The internet really went to town unraveling the tangled web that is the Roberts family in response to this one simple tweet; some, for example, had some… questions about the fact that Skipper’s hair isn’t the same color as her sisters’:
And although that's a possibility, I'd like to take this moment to point out that there are plenty of reasonable explanations for Skipper's hair color that do not rely on the idea of Margaret Rawlins Roberts cheating on her husband, George. (And yes, those are the names of the Roberts parents, according to a series of novels starring Barbie and family that were published in the ‘60s.) Maybe there was a recessive dark-haired gene on both sides of the family that expressed itself only in Skipper. Maybe they’re a blended family. Maybe Skipper dyed her hair (she's also got purple streaks, after all). Maybe she’s going through her emo stage.
Further supporting the emo theory is Skipper's wardrobe choice:
Alas, though, it’s not a Paramore shirt; it’s a “Paradise” shirt, which happens to be Skipper’s outfit for the Barbie and Her Sisters in a Puppy Chase line:
Either way, though, I’m kind of loving Skipper’s “lewk” these days; the dark hair with the purple streaks is speaking to me deep in my soul. Of course, I say this as a person with dark hair who had blue streaks until fairly recently, so… I am perhaps a bit biased here.
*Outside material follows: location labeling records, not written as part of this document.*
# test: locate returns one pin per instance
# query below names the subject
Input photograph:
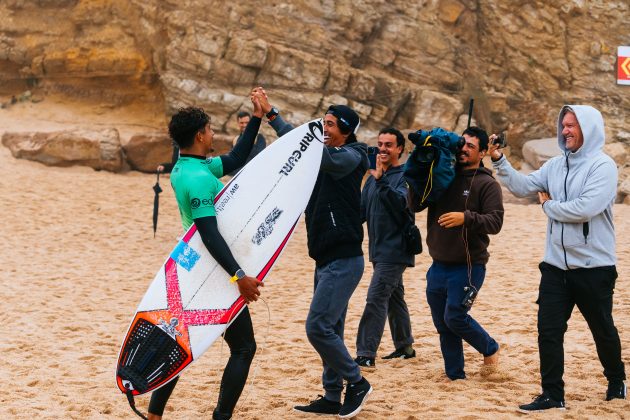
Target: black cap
(347, 119)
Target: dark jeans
(240, 339)
(334, 284)
(591, 289)
(445, 292)
(385, 300)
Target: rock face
(144, 152)
(537, 152)
(97, 149)
(408, 64)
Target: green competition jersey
(195, 181)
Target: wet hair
(185, 124)
(243, 114)
(481, 134)
(400, 139)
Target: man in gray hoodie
(577, 191)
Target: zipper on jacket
(332, 216)
(566, 198)
(585, 229)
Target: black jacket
(333, 220)
(386, 242)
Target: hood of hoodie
(592, 126)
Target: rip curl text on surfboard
(304, 144)
(226, 197)
(266, 228)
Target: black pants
(591, 289)
(240, 338)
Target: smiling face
(572, 132)
(388, 149)
(333, 137)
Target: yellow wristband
(237, 276)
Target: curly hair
(185, 124)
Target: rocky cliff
(408, 64)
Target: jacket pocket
(572, 235)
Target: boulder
(537, 152)
(146, 151)
(99, 149)
(617, 151)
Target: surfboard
(191, 300)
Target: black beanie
(348, 119)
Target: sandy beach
(79, 251)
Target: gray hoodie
(582, 186)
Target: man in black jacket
(383, 207)
(335, 234)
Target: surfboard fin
(149, 358)
(132, 404)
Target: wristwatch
(271, 115)
(238, 275)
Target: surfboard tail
(150, 357)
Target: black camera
(501, 140)
(469, 297)
(372, 152)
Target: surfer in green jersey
(195, 180)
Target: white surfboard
(191, 301)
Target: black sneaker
(320, 406)
(365, 361)
(401, 353)
(616, 389)
(540, 403)
(356, 396)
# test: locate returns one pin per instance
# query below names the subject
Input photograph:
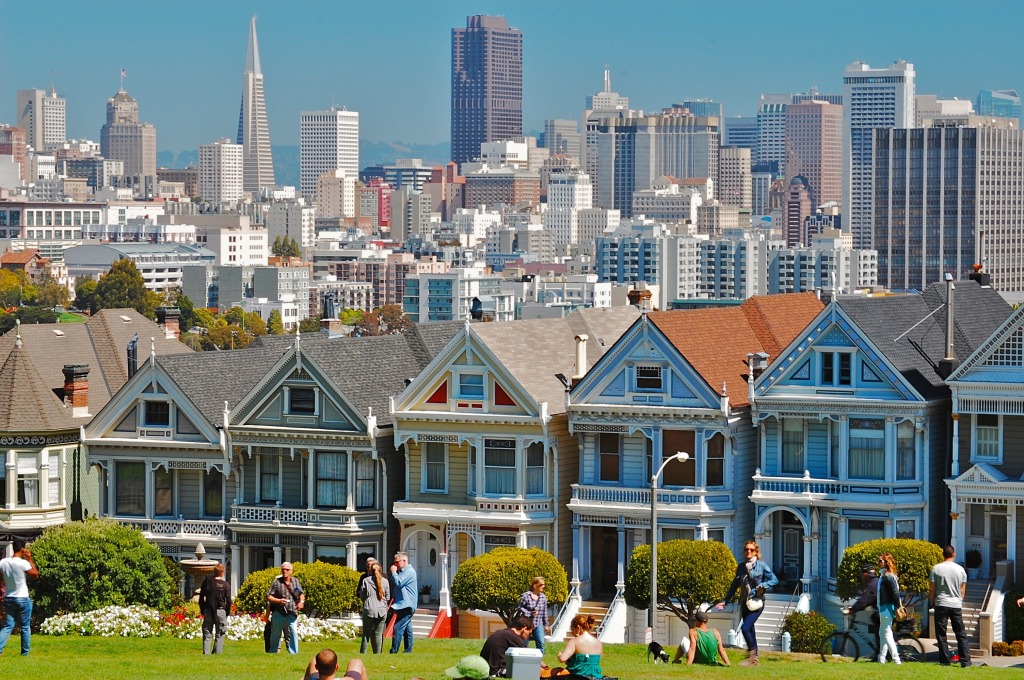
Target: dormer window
(649, 378)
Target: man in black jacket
(214, 604)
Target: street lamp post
(682, 457)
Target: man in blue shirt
(404, 589)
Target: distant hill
(286, 159)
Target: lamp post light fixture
(682, 457)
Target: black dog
(657, 651)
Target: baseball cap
(474, 668)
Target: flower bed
(138, 621)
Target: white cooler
(523, 663)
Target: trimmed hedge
(330, 589)
(808, 631)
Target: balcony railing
(177, 528)
(278, 515)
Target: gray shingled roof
(909, 330)
(100, 342)
(535, 350)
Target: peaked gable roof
(910, 330)
(716, 341)
(29, 406)
(100, 343)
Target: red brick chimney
(77, 388)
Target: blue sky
(390, 60)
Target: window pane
(164, 493)
(535, 469)
(609, 444)
(433, 457)
(331, 477)
(130, 489)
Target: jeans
(402, 630)
(955, 617)
(538, 637)
(19, 607)
(373, 634)
(279, 624)
(887, 641)
(747, 628)
(214, 619)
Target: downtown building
(254, 131)
(872, 98)
(329, 140)
(486, 85)
(948, 198)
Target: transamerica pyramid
(254, 134)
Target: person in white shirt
(14, 570)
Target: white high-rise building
(568, 193)
(43, 116)
(220, 171)
(328, 140)
(254, 131)
(336, 195)
(873, 98)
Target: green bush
(330, 589)
(95, 563)
(914, 560)
(808, 631)
(689, 574)
(495, 581)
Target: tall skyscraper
(486, 85)
(872, 98)
(124, 138)
(220, 171)
(254, 132)
(329, 140)
(814, 147)
(43, 116)
(944, 200)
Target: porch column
(444, 595)
(621, 567)
(236, 567)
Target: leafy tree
(495, 581)
(310, 325)
(330, 589)
(273, 325)
(386, 320)
(85, 293)
(123, 286)
(914, 560)
(351, 316)
(689, 574)
(95, 563)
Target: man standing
(214, 604)
(404, 590)
(14, 570)
(496, 647)
(946, 587)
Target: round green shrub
(808, 631)
(330, 589)
(95, 563)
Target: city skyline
(394, 68)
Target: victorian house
(853, 428)
(484, 434)
(53, 377)
(675, 382)
(986, 476)
(280, 452)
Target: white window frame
(975, 439)
(425, 467)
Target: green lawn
(100, 659)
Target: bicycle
(845, 643)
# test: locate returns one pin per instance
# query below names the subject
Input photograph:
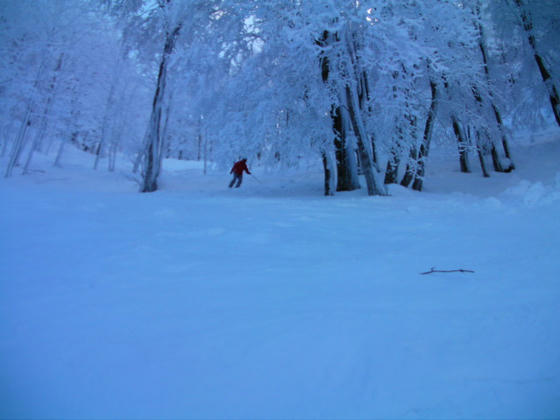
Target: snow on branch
(460, 270)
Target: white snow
(272, 301)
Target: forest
(392, 255)
(361, 85)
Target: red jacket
(239, 167)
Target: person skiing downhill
(237, 171)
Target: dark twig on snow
(460, 270)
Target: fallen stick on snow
(460, 270)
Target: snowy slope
(272, 301)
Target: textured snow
(272, 301)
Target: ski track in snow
(272, 301)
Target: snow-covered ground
(272, 301)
But despite how wild this ride turned out to be for so many people, let’s not forget that it also united families:
According to the U.S. Census, there are around 376,774 people with the last name Roberts in the United States. Are they all necessarily related? No, but it’s kind of fun to think that there might be some ties in there somewhere — even among fictional characters who exist only as dolls.
Happy belated National Siblings Day, Roberts family. Thanks to you, the world will never be the same.